I argue that these are the policies that a social democratic government—or for that matter, a socialist or any other government—would have to put in place if poverty were to be reduced to a bare minimum.

Heller responds to this conclusion by asserting that it is simply not possible that social democracy could take such measures. “Social democracy under the regime of capitalism can never eliminate poverty,” he says. Large numbers of poor people—a reserve army of the poor—who can be called upon to enter the labour market when needed is “essential to the profitability of capital. Hence reducing or eliminating poverty under capitalism is an illusion.”

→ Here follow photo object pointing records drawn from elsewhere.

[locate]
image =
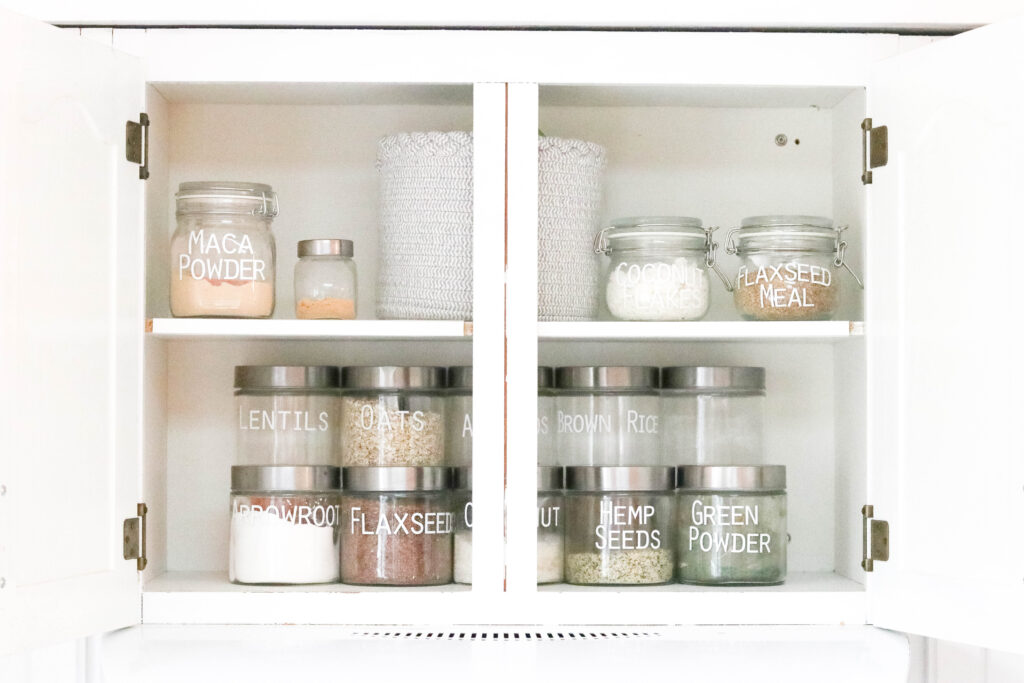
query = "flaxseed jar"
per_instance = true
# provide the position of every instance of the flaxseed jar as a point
(788, 267)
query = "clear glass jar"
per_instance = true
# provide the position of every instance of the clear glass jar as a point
(460, 416)
(713, 416)
(620, 525)
(788, 267)
(222, 252)
(325, 281)
(284, 524)
(288, 415)
(462, 507)
(392, 416)
(732, 525)
(396, 524)
(550, 524)
(607, 416)
(546, 453)
(657, 268)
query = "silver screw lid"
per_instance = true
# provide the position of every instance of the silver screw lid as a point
(286, 377)
(714, 379)
(326, 248)
(732, 477)
(285, 478)
(395, 479)
(392, 377)
(589, 478)
(606, 378)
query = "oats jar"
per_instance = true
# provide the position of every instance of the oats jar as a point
(620, 525)
(731, 527)
(788, 267)
(392, 416)
(222, 251)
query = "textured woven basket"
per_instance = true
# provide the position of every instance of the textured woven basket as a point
(426, 236)
(568, 213)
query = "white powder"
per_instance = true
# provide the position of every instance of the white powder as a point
(658, 291)
(266, 549)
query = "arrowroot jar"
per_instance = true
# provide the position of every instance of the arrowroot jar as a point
(731, 525)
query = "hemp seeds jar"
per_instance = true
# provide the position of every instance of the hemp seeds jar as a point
(731, 525)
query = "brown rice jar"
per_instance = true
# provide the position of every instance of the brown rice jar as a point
(396, 526)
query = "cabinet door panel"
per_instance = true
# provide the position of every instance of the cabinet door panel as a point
(71, 307)
(942, 314)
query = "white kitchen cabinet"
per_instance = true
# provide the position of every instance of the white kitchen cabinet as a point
(905, 404)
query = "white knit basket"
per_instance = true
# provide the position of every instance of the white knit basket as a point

This ignores the achievements of the 1945-51 Labour governments, which did in fact significantly reduce the incidence of poverty and did so in the face of overwhelming financial constraints and fierce opposition from British capital. It ignores the case of the Nordic countries, where the incidence of poverty is dramatically lower than in other capitalist countries.

Heller simply abandons any prospect of driving down poverty levels, presumably until “the revolution.” His position is, in effect, well, too bad, there is nothing we can do about poverty. With that interpretation, nothing will be accomplished.

Britain today is overwhelmed with poverty. After more than 40 years of Thatcherism and Thatcher-inspired policies, the numbers of people living in poverty continue to grow, the social security system has been ravaged and British manufacturing has been gutted. The health of working people and those who are poor has worsened, homelessness continues to rise in the face of governments’ persistent failure to produce social housing, the numbers of food banks have exploded, and survival shoplifting has grown. The poor continue, as always, to be blamed for these conditions.

In the absence of the kind of serious and systemic approach to poverty that I set out in Scoundrels and Shirkers, capitalism will continue to produce poverty, for which the poor will continue to be blamed. Charity and narrowly targeted anti-poverty programs will persist, with their minimal effects. And lives will continue to be destroyed.

I maintain that a government that is committed to the principles of collectivism, egalitarianism and redistribution, and that has the courage to act on these principles, would drive down the incidence of poverty. Enormously difficult though this would be, as is acknowledged in my conclusion, it should and could be done.

Whether social democracy can do this or not is an important question. But as the history and especially the recent history of poverty in Britain shows, these are the measures that must be taken if poverty is to be seriously reduced.

It can be no part of a left strategy to conclude, simply, that nothing can be done.

Jim Silver is Professor Emeritus at the University of Winnipeg and a Research Associate with the Canadian Centre for Policy Alternatives - Manitoba office.